Red Bull brings the Golden Arches to F1 with eight-week McDonald’s deal debuting at Interlagos
Red Bull’s never been shy about a stunt, and this one’s both simple and clever: the Golden Arches are coming to the Halo. The team has signed an eight-week partnership with McDonald’s, with the fast-food giant making its first-ever on-car appearance in Formula 1 at the São Paulo Grand Prix.
The collaboration, announced ahead of Mexico City and rolling into Brazil, is pitched by Red Bull as “historic and unprecedented.” You’ll spot the McDonald’s logo on the Halo of the RB21 at Interlagos, backed up by garage branding and a flurry of off-track activations that lean hard into the team’s showman streak.
Top of that list: a São Paulo McDonald’s drive-thru turned into a Red Bull pit stop, where fans will effectively “box” for their orders. It’s a neat local hook, and it goes both ways — selected McDonald’s branches in Brazil will also start serving Red Bull, bringing the energy drink into the stores during the partnership window.
While the tie-up lands now, the roots go back to 2024. Sergio Pérez’s personal deal with McDonald’s opened the door between the two sides, and the relationship has grown into a team-level programme. Red Bull’s calling this the “first stage” of the collaboration, which sounds very much like a trial balloon with the option to expand if both sides like what they see.
For McDonald’s, it’s a high-visibility on-ramp into F1 without the long-term risk – a prominent, photogenic brand hit in one of the sport’s most passionate markets. For Red Bull, it’s fresh commercial firepower and a chance to activate in Brazil with the kind of experiential marketing they tend to nail. Expect plenty of social clips of fans “pitting” for Big Macs.
“It’s two brands everyone loves coming together to offer products the public loves – now in the same place,” said Gabriel D’Angelo Braz, marketing director of Red Bull Brazil. “Our mission is to give people wings, and the São Paulo Grand Prix is proof of that. The public will be able to experience it in a whole new way, with exclusive experiences at major McDonald’s stores.”
The on-car placement matters, too. The Halo has become prime billboard real estate in the TV era of tight onboard shots and head-on braking zones. It’s a bold, central location for a brand making its first on-track F1 appearance, especially at Interlagos, where the place will be heaving and every camera angle is saturated with atmosphere.
The timing is no accident. Brazil remains one of F1’s most valuable markets, Interlagos is a cauldron, and a short, punchy eight-week window lets both parties measure impact without tying up inventory for a full season. If the numbers and the buzz look good, don’t be shocked if this grows beyond a Brazilian fling.

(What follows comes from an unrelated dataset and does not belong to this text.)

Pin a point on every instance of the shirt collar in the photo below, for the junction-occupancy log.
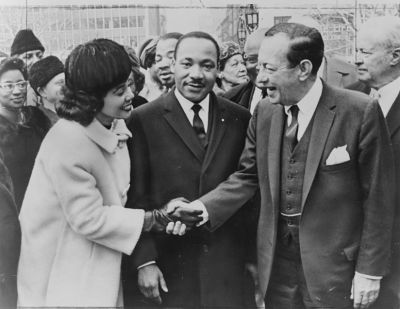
(389, 92)
(187, 104)
(109, 139)
(309, 102)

There’s also a useful symmetry to the product crossover. Red Bull in McDonald’s stores feels like low-friction incremental sales, while McDonald’s on the RB21 gives the fast-food chain a sleek, elite performance halo of its own. That’s modern F1 sponsorship in a nutshell: less about slapping logos on sidepods and more about building activations that travel well on social and feel native to the market.

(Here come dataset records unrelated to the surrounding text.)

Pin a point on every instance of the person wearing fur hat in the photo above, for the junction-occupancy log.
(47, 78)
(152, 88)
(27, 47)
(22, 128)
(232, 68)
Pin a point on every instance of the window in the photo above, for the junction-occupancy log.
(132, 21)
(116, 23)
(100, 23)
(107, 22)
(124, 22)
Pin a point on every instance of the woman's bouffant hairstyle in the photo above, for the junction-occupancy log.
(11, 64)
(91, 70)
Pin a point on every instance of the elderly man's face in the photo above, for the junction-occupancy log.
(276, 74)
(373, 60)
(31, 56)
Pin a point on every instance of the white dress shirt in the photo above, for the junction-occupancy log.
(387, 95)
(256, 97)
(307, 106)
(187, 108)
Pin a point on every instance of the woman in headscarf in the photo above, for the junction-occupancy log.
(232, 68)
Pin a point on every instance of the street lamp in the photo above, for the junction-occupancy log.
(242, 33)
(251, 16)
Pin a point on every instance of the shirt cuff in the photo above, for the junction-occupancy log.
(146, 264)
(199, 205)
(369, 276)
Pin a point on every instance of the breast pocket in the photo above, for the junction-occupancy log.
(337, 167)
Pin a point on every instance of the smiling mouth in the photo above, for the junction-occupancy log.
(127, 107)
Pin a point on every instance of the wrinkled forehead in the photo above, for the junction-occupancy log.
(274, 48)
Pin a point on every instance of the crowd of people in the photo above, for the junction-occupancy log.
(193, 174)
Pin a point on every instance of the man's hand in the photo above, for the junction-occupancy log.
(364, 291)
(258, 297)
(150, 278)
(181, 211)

What to watch this weekend? The Halo branding will be the headline visual, but the off-track scenes could be the real story — lines of fans queuing to “pit,” content rolling in from the drive-thru activation, and a bigger-than-usual Red Bull footprint around the paddock. If this comes off, it won’t be the last time you see a quick-service heavyweight testing the F1 waters. For now, though, the arches go racing, and São Paulo gets another show.